Memories of Blackham School
Sue Roe, nee Lewin, recalls life at Pitfields and attending Blackham School
We moved to Blackham in 1957, when I was 8 eight years old. We lived at Pitfields, the first house down Oak Lane (I never heard it called that) from The Sussex Oak end. My parents, Terry and Jane Lewin, rented it from Colonel and Mrs Haig (Ronald and Cecily) who lived at Park Gate. My father was in the Navy and had just been appointed to a job at the Admiralty. He caught the train to London everyday from Ashurst Station. I definitely felt a bit of an outsider when I started at the school. You could see the school across the field from Pitfields but because of the lie of the land, it wasn’t possible to walk across the field and get into the playground/school. Walk to school I had to walk along the main road from the Sussex Oak, at first, with my mother but later on, by myself, with my mother watching me through a pair of binoculars to make sure I got there safely. The school was small with only two classes. Mrs Forbes was headmistress and she lived, with her husband, in the schoolhouse adjoining the school. She was had a Scottish accent. There were two classrooms and a kitchen where our lunch was prepared. The smaller children were in the smaller classroom on the left as you came in the front doors, after the cloakrooms (pegs and lavatories) The kitchen was straight ahead. I was in the larger classroom on the right, which had a folding screen that could be pulled across dividing the room. We ate lunch at long tables at the
end nearest the kitchen. The room was heated by a coke stove that was set against the long far wall and it had a big guard round it. On wet days we dried our coats on it. I distinctly remember listening to Music and Movement on a big wooden wireless and leaping round the room. Mrs Forbes was elderly and kind but she retired not long after I started at the school. Farming Her replacement was Mr. Dawes, who lived in the schoolhouse with his wife and children, four, I think. He was a good teacher and we did a lot of interesting project work - something new to me. I was very keen on farming and I remember this was the subject of a project that had us researching the history of farming, modern farming methods and food production. I wrote to the makers of Hovis, who sent back a booklet including little sachets of wheat and flour. It was exciting, as a child, to receive letters and packages from the grown up world.

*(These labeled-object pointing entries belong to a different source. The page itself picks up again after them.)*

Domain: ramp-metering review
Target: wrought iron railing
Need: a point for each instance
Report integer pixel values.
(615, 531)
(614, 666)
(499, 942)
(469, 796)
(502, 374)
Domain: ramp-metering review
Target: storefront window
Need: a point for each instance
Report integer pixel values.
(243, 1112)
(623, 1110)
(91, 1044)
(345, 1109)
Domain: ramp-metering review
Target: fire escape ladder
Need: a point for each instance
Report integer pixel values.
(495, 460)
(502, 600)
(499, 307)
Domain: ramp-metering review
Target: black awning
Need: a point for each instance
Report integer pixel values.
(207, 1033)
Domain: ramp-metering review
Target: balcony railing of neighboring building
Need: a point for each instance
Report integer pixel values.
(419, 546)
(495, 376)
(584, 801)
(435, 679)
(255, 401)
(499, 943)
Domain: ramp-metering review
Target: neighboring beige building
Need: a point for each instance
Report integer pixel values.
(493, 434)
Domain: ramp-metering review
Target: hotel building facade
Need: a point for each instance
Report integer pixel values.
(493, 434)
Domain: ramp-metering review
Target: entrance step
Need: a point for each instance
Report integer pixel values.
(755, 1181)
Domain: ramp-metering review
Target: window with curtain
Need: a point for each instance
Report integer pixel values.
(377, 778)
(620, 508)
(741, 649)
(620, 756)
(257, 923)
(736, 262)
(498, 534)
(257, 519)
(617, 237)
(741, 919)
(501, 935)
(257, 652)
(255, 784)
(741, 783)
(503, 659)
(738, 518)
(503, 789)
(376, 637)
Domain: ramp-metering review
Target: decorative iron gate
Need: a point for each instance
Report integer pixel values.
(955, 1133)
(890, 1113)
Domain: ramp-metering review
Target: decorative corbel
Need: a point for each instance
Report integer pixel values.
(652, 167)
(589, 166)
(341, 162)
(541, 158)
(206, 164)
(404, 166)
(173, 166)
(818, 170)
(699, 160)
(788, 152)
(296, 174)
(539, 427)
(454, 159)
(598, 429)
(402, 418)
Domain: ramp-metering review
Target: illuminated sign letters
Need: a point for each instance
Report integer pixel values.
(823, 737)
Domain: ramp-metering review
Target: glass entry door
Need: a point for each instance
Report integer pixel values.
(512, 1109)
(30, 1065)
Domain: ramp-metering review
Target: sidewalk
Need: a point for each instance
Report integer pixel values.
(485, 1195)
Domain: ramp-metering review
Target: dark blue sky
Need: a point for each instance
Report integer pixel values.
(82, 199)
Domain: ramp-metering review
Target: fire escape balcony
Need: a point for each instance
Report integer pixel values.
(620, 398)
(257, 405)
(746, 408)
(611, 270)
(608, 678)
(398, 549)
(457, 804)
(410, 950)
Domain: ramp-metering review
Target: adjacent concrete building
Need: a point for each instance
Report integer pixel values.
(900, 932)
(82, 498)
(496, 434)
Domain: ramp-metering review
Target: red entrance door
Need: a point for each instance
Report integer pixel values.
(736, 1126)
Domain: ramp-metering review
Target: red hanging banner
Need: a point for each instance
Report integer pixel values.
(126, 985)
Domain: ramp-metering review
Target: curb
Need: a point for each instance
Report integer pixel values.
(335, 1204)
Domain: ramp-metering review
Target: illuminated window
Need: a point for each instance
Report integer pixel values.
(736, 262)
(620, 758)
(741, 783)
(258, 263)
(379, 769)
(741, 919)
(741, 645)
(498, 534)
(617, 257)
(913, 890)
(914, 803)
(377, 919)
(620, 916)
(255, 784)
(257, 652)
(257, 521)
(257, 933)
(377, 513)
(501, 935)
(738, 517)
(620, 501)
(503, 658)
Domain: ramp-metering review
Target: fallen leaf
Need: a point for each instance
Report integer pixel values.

Mr. Dawes also encouraged us to use the grassy garden behind the school and we had individual flowerbeds, which we looked after. I credit Mr. Dawes for encouraging my lifetime interest in nature, the countryside and in horticulture The lunches were good and as I didn’t eat meat (I didn’t like it) the kind dinner ladies gave me grated cheese instead. The vicar The Rev Peter Scott was a regular visitor to our assemblies. He usually wore a fawn duffle coat and rode a Vespa scooter. We mostly played in the tarmac play ground which had steep concrete banks up to the main road at the front and a view across the field to my home at the back. Riding I spent a lot of time playing horses with my friends. I learned to ride at this time, catching the bus every Saturday morning into Langton Green where there were riding stables. I remember being told that the start of the new school year in September
was arranged to allow children to help with hop picking. In 1959 we all sat the 11+ and although I was offered a place at Tunbridge Wells Girls Grammar School, I was sent to boarding school in St Leonards on Sea. Hartfield My younger brother was born in 1959 and soon after he started school at Blackham, it closed and he went by bus to Hartfield School, going on to Sackville School in East Grinstead which was then a new comprehensive school. Pitfields remained our family home until 1973. I loved Blackham School and although I was already a veteran of several schools, it was my favourite. I loved village life and enjoyed being in a small, happy school. I particularly remember Richard Gasson, the late Stephen Crowhurst, Margaret and Rosemary Theobald, Barbara Tester, Michael Tollhurst, John Hammond and the Rakov children. Richard Gasson’s parents sold their car, PJ 9797, a 1932 Austin 10, to my parents in the early 1960s. My brother Tim restored it and still sometimes drives it. I recognize myself in the 1958 school photo. I pretty sure I am the last girl on the right in the front row. I am wearing a yashmak so hard to be certain!